Newspapers were among the first companies to establish themselves. Other
smaller businesses included butchers, bakers, grocers, clothiers,
tobacconists, blacksmiths, brothels, gambling halls and no less than 22
saloons. Six sawmills couldn't keep up with the demand for lumber.
A meal that cost 15-cents in Seattle was $2.50 in Dawson and much inferior.
Five dollars usually bought a meal of beans, stewed apples, bread and coffee.
It was inevitable that the new arrivals became disillusioned when they
learned that the gold-bearing creeks had all been staked. Speculators had
claimed the rest. Many had come expecting to find nuggets on the ground.
They had spent everything and exhausted themselves getting there. When they
looked for work, the surplus of labourers had driven wages down, while the
demand for food and clothing had sent prices soaring. Hundreds began
selling their outfits in a 24-hour bazaar along the waterfront, to pay for
their passage home.
By the summer of 1898 the carnival atmosphere gave way to the raw reality
of heat, mosquitoes, mud, filth, stench and disease. Horses got stuck in
the muck of the streets and wagons sank up to their axles. Pedestrians
waded knee-deep through what writer T.C. Down described as "this festering
mass of putrid muskeg."
Typhoid broke out in July and was rampant throughout the summer. The
town's two small hospitals were filled to capacity.
By this time the federal government had created a separate Yukon Territory.
Commissioner William Ogilvie headed the new territorial council and the
cleanup began.
A fire department was organized, a city engineer was appointed to construct
drainage ditches, regulations were made for garbage disposal and drinking
water. Squatters and their debris were evicted from the waterfront and
action was begun on public works, nuisances, hospitals, burials and the
licensing of theatres and other businesses.
The churches of Dawson had already established hospitals and social welfare
programs, which generally improved the quality of life in the community, but
they needed help.
The North-West Mounted Police instilled law and order, which confounded
many Americans. They expected the anarchy of American mining camps, and
were shocked to learn that handguns were illegal in Dawson. Others openly
resented having to behave themselves and obey Canadian laws.

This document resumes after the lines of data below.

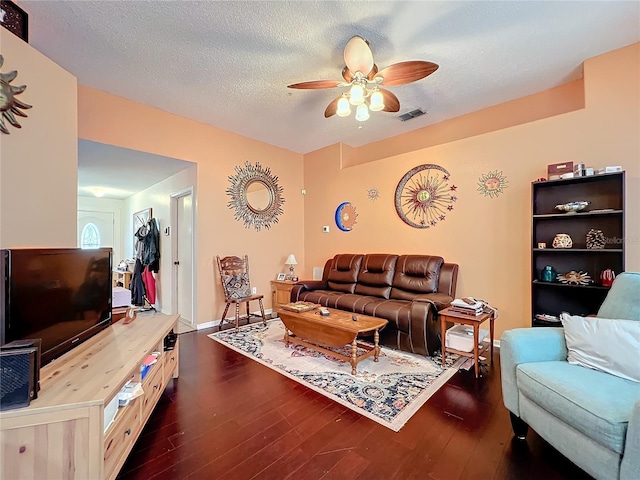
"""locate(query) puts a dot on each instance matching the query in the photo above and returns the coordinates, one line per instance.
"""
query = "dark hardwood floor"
(227, 416)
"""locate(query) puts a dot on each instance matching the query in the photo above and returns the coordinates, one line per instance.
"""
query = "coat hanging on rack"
(147, 255)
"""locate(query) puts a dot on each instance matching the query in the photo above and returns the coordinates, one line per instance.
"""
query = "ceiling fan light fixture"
(376, 101)
(356, 94)
(343, 107)
(362, 113)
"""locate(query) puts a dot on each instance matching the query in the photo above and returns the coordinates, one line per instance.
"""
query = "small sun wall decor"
(424, 197)
(10, 106)
(492, 184)
(373, 194)
(346, 216)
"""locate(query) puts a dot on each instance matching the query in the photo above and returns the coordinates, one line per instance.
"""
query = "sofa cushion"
(326, 298)
(343, 272)
(611, 346)
(353, 302)
(595, 403)
(398, 312)
(415, 274)
(376, 275)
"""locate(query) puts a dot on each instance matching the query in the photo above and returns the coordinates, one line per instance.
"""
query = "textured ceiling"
(228, 63)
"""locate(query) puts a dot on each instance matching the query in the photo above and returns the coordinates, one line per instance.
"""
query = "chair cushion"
(595, 403)
(611, 346)
(237, 286)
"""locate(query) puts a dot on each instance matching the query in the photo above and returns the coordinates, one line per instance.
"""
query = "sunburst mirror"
(10, 106)
(256, 196)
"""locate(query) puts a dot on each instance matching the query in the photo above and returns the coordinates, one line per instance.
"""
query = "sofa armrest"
(630, 465)
(526, 345)
(438, 300)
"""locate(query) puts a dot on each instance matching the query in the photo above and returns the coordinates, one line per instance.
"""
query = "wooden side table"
(475, 321)
(281, 292)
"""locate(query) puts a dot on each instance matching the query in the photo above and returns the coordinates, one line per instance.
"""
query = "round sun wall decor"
(424, 197)
(10, 106)
(346, 216)
(260, 215)
(492, 184)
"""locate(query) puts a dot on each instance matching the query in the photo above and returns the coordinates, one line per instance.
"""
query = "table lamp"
(291, 261)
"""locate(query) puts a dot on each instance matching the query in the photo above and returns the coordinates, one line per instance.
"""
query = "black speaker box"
(28, 343)
(16, 377)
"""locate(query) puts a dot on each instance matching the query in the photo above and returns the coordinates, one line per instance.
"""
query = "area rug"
(389, 391)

Environmental laws, however, hadn't been invented yet. In the spring of
1899 when the river ice was due to go out, government officials ordered the
town's garbage piled out on the ice. At breakup the Yukon River swallowed
what it could, and delivered the rest downstream. Dawson residents thought
they had discovered a novel and efficient means of garbage disposal, but no
thought was given to the people who lived downstream.
Just when order was being created out of all the turmoil, a major gold
discovery was made in Nome, Alaska, and an exodus began. News had filtered
into Dawson during the winter of 1898, prompting hundreds of gold-seekers to
head out along the frozen river. Many more waited until the opening of
navigation, and the first steamboats of 1899 left Dawson crammed full of
passengers.
As the Klondike gold rush subsided, the drain continued throughout the
following two decades.
A solid core of permanent residents refused to leave. They stayed on to
supervise the town's continued, if sporadic, development. That same core
exists there today, with a year-round population of about 2,000 people. To
them, Dawson may be a city with a past, but its future still looks bright.